My DGrandfather passed away from COVID back in April. Due to the restrictions during lockdown we could only have a tiny, short cremation ceremony at the time. The plan was to wait until things relaxed, then to have the ashes taken back to where he’s from, bury them with my grandmother’s ashes and then have a remembrance church ceremony for all who wanted to come. The ceremony is now planned for the end of September.
In the meantime, DH and I have planned a mini staycation to go and stay with my cousin and her DH at the end of August. She lives in a holiday town 4 hours’ drive away and I haven’t seen her since Christmas so was really looking forward to the trip.
Yesterday I got a text from my DM (who is known for being quite blunt), saying “I’ve told cousin you are happy to drive DGF’s ashes up to her house when you visit. She lives near where he’s from so can drive them to the church when needed”. That was pretty much the entirety of the text, no niceties or asking if this was ok.

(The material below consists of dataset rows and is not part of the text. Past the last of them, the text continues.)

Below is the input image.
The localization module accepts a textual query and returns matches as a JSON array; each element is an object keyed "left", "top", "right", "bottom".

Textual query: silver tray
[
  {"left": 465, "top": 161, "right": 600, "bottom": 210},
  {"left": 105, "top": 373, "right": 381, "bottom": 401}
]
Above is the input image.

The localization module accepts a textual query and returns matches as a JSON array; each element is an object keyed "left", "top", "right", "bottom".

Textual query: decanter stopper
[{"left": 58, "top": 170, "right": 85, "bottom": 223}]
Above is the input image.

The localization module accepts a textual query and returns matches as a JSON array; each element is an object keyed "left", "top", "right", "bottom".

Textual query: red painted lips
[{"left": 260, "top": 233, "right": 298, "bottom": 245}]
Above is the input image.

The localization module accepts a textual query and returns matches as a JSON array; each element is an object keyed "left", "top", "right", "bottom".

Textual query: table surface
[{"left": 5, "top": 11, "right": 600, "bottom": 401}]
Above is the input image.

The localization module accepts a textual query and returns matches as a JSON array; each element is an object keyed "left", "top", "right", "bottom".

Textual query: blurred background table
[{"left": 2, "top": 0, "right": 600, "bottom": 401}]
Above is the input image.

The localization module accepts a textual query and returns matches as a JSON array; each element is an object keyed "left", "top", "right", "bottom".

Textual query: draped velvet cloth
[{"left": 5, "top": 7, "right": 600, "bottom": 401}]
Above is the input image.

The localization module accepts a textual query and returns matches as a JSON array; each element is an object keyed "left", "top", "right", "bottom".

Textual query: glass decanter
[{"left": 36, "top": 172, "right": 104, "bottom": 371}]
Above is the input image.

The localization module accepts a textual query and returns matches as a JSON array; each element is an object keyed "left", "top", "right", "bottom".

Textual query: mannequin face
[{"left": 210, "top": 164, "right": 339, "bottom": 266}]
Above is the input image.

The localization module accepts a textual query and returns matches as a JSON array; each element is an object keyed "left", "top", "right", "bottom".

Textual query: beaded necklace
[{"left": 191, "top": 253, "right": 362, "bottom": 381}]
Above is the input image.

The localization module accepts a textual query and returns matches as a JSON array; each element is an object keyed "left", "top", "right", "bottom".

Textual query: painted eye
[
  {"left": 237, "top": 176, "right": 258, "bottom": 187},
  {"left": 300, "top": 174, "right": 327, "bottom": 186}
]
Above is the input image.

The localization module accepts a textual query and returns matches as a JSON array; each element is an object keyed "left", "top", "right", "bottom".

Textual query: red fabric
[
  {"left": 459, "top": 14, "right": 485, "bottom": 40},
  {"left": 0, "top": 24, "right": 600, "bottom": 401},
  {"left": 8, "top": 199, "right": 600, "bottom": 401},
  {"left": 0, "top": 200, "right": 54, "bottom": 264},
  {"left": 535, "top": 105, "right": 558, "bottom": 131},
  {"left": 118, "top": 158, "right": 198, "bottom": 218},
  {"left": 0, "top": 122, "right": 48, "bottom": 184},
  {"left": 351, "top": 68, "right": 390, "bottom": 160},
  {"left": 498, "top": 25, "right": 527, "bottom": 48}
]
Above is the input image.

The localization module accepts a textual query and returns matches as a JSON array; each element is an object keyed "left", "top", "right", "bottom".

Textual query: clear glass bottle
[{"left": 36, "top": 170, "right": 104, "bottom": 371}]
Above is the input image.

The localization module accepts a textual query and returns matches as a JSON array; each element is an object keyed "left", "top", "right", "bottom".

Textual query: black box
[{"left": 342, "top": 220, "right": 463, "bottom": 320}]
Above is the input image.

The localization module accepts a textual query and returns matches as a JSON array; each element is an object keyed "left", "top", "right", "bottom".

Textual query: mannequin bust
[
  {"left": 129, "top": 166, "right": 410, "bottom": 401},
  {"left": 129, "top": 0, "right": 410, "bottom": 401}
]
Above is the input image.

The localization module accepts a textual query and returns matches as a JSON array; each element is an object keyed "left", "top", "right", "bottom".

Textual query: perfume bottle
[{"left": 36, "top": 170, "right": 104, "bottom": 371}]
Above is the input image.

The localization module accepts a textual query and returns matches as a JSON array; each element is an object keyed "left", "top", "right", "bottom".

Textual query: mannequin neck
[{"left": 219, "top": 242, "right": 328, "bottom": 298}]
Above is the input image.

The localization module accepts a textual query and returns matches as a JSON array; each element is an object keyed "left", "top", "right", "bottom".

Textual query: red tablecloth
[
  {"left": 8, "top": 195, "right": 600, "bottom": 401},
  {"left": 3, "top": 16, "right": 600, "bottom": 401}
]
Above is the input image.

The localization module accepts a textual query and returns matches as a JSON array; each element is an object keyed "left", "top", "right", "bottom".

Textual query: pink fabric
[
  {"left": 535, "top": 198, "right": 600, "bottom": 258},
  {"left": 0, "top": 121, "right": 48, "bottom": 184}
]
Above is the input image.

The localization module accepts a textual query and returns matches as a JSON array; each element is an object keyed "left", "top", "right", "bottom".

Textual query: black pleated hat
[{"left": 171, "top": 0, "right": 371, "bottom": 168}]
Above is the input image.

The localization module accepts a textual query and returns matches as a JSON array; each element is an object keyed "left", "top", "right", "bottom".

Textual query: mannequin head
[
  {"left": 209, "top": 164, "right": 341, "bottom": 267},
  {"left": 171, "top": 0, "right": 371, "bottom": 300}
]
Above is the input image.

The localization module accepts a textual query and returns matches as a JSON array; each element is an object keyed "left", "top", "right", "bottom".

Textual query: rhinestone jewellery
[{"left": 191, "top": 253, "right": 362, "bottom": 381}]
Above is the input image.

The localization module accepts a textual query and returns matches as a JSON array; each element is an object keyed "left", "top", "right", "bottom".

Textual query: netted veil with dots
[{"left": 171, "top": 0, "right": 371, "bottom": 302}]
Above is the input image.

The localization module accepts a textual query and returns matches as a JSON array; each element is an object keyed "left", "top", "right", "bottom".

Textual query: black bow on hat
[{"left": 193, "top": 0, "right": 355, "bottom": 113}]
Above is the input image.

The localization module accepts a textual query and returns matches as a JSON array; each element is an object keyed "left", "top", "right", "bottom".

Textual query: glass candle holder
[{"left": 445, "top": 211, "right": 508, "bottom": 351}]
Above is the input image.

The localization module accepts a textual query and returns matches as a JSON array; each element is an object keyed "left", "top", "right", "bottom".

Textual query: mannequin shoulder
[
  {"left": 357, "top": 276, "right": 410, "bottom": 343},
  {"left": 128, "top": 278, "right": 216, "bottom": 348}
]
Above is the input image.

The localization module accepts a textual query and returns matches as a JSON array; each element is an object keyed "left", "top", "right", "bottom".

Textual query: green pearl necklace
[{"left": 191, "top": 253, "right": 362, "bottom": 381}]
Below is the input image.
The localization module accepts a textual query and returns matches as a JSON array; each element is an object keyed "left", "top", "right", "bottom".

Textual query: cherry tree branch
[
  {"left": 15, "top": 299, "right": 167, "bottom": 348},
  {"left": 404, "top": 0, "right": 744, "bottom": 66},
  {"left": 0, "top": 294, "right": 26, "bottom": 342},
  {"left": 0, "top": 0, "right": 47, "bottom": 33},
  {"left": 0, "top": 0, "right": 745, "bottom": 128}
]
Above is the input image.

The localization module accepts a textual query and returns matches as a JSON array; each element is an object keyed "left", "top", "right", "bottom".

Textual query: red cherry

Luckily more tactful cousin rang me pretty much straight after to say she’d spoken to my mum and this plan had been suggested as the best way to get the ashes to where they need to be but she wanted to check I was ok with it first.
Tbh I’m not really ok with it but not sure if IABU? I was close to DGF and feel his ashes should be treated with respect. Our tiny car will struggle to fit everything in and we’re taking paddle boards and everything so it’s all going to be chucked in together in the back, which I don’t think is appropriate. But I would equally feel it was really creepy to sit there with them on my lap for the four our trip and wouldn’t ask DH to do so either! He’s unkeen also.
Is this selfish of me/us? The alternative will be that my parents drive them up closer to the time. It’s my dad’s dad so I think he should be doing the journey with them but my parents are very unsentimental and probably just want rid of them.
I want to help out if it’s actually needed but I feel like it will put a creepy downer on the whole trip as they’ll then be sat in the house we’re staying in too. AIBU?